I stumble across the Dutch word lente, which is so close to the Italian word, lentoLento (I somehow remember from piano lessons long ago) means slow or slowly, surely in Dutch it means something similar? But, no. The Dutch word lente in English means Spring, not really even close to the word slow…or is it?
Growing up in Michigan, I remember celebrating – literally shedding my mittens the minute the tiniest, green tip of a crocus would pop through the snow. Then we would wait…and wait…as the rest of Spring would slowly catch up. Many times we would disappointedly wear a winter coat over our new Easter dresses and leave our shiny, white sandals at home in order to dodge melting piles of snow on our way to church. Yet, I’m finding that sometimes here in California, where most days are sunny and warm and each day is more of the same, it is easy to overlook the signs of Spring. And even more so, it is easy to take nature and our God-created Mother Earth for granted.

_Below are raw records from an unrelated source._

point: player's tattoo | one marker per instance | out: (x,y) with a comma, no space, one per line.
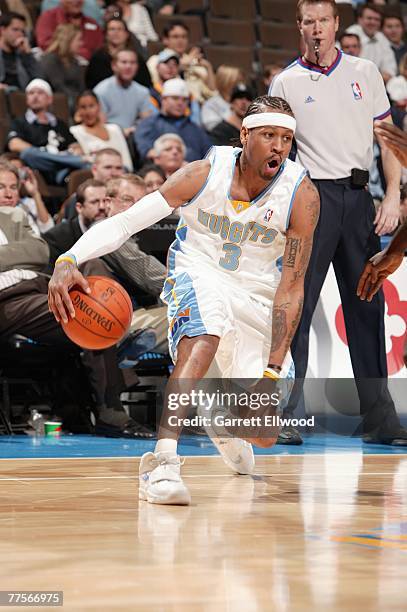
(304,258)
(313,205)
(279,328)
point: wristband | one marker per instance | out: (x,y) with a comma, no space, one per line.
(67,257)
(270,373)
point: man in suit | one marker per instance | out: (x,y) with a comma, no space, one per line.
(24,310)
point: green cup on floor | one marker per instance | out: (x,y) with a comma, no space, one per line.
(53,429)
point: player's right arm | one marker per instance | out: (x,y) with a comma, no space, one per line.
(111,233)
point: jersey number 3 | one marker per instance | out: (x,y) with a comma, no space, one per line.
(232,255)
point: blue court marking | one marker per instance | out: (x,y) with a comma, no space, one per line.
(27,447)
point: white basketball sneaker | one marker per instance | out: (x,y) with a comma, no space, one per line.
(160,480)
(235,452)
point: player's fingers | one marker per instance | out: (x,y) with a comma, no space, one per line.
(79,279)
(59,307)
(364,282)
(376,282)
(51,305)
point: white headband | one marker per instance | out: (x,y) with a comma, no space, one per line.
(263,119)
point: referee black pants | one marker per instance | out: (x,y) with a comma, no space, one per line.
(345,236)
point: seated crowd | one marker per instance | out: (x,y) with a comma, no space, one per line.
(127,122)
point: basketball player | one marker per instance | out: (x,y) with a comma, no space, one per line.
(336,98)
(241,210)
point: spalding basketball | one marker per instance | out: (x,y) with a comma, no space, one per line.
(102,317)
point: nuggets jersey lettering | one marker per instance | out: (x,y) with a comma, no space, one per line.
(238,243)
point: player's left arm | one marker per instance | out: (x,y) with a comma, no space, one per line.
(289,296)
(388,213)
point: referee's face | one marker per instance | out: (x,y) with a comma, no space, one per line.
(266,148)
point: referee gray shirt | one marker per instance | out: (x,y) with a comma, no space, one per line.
(335,108)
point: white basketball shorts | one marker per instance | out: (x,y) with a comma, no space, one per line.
(201,304)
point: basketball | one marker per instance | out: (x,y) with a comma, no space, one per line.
(102,317)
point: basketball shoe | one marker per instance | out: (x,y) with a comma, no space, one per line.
(160,480)
(235,452)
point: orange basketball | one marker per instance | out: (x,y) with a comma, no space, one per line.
(102,317)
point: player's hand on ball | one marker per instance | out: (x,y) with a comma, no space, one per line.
(375,273)
(65,276)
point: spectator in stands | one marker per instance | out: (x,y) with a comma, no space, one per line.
(43,141)
(24,310)
(60,64)
(93,134)
(350,44)
(397,90)
(17,63)
(153,177)
(138,20)
(171,119)
(228,130)
(169,152)
(108,164)
(122,100)
(168,67)
(91,8)
(21,190)
(269,72)
(69,11)
(17,6)
(375,45)
(163,7)
(175,37)
(394,30)
(217,108)
(196,70)
(403,204)
(117,37)
(90,206)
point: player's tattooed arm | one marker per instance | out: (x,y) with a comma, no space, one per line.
(184,184)
(289,297)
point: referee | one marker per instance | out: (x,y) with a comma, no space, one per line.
(335,99)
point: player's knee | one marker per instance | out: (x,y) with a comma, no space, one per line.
(264,442)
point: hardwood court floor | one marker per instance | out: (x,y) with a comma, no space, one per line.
(311,532)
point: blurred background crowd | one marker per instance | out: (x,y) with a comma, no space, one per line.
(100,102)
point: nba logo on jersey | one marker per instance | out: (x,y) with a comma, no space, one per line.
(268,215)
(357,92)
(181,318)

Still, I am drawn back to this correlation of words —  Lente. Lento. Lent. Spring. Slow.
And I think the spirit is trying to move me, inspire me to perhaps slow down and truly take in the miracle of rebirth…of Spring.
Each day during Lent I have committed to take one photo and document God’s creation. Whether it is the sunrise at the dawn of a new day, or a sprout reaching out of the earth towards the sky — there is so much natural beauty right outside our doorstep. We simply must slow down long enough to see it.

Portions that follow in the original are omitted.